Only a small number of Spotify Premium subscribers are believed to still be using the payment method.
In a statement to Variety, a Spotify spokesperson confirmed that the company has started notifying “a small number of users that a legacy payment method, that their Premium account is attached to, is being deprecated.” According to the spokesperson, these actions will “help ensure that [it] can continue to provide a consistent best-in-class subscription experience for all our users.”
Spotify stopped accepting Premium subscriptions via the App Store in 2016 to avoid paying up to a 30 percent commission to Apple for in-app purchases, just under two years after the audio streaming company had introduced the payment system to its platform. Customers who subscribed via the App Store were charged an additional $3 per-month to prevent Apple’s fee from cutting into Spotify’s revenue.
Spotify later filed an antitrust complaint against Apple with the European Union in 2019, arguing that the iPhone maker’s App Store policies were harming competition. The streamer had also taken issue with a similar fee for Google’s Play Store, but last year Spotify and Google announced a pilot program that would give Spotify customers the choice of paying using either Spotify’s or Google’s payment system in select markets.
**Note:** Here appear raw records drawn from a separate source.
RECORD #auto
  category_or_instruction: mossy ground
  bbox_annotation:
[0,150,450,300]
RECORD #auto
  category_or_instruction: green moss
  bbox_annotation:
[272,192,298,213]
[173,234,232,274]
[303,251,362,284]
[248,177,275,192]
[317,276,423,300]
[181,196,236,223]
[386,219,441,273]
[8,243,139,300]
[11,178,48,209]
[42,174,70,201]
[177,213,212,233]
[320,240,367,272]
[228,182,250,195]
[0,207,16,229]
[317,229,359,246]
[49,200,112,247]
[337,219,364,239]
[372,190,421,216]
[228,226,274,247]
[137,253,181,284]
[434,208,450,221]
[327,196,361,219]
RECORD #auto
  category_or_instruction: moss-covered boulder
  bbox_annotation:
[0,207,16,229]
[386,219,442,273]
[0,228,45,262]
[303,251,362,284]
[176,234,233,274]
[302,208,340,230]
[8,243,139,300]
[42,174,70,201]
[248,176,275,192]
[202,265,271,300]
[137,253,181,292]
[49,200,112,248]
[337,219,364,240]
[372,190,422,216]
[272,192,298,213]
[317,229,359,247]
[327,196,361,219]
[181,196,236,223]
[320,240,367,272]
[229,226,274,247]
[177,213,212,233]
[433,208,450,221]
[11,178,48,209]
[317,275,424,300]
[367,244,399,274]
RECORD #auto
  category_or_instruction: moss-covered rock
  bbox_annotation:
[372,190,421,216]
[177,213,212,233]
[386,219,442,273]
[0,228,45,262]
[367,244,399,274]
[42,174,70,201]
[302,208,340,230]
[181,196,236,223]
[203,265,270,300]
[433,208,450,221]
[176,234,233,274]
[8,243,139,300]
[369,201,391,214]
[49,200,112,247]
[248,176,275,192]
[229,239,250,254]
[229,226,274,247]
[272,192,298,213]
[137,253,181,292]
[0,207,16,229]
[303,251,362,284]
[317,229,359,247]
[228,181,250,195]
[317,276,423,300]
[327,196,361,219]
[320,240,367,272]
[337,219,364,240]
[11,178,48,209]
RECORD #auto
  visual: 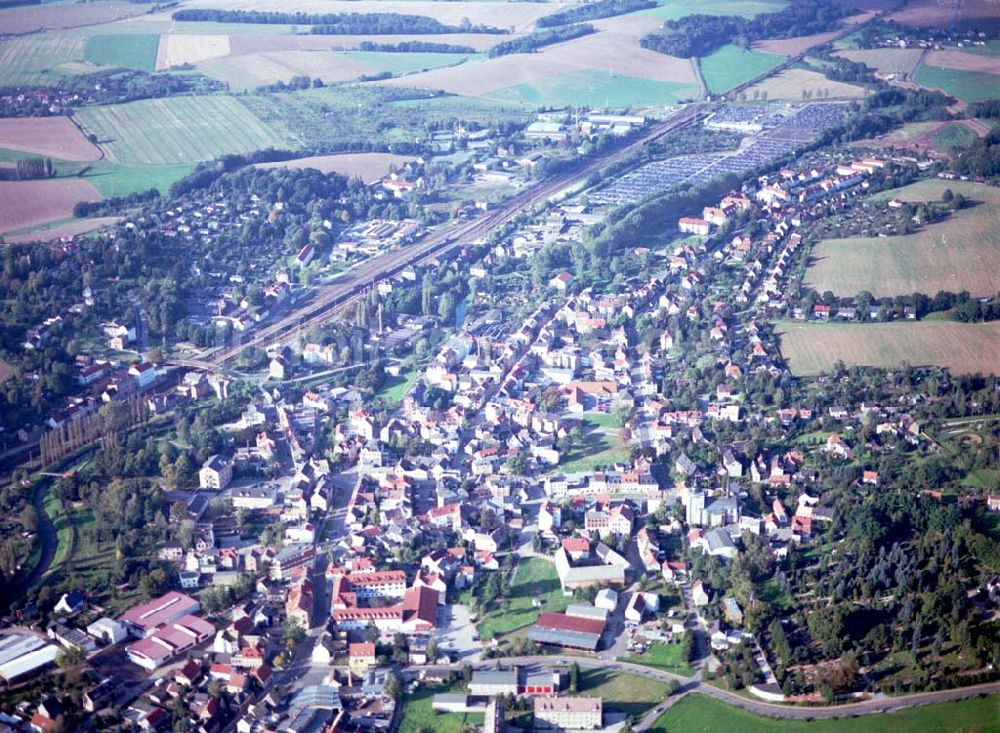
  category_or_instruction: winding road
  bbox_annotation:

Google is still charging a fee for these purchases, but has said it’s reduced by 4 percent versus the standard rate.
The update to App Store payments is unlikely to affect many of Spotify’s existing customers. In 2019, Variety notes that Apple published a regulatory filing revealing it had collected subscription payment fees for 680,000 Spotify subscribers — less than one percent of Spotify’s 100 million Premium subs at that time. As of Spotify’s Q4 earnings report for 2022, the service has since surpassed 200 million paid subscribers.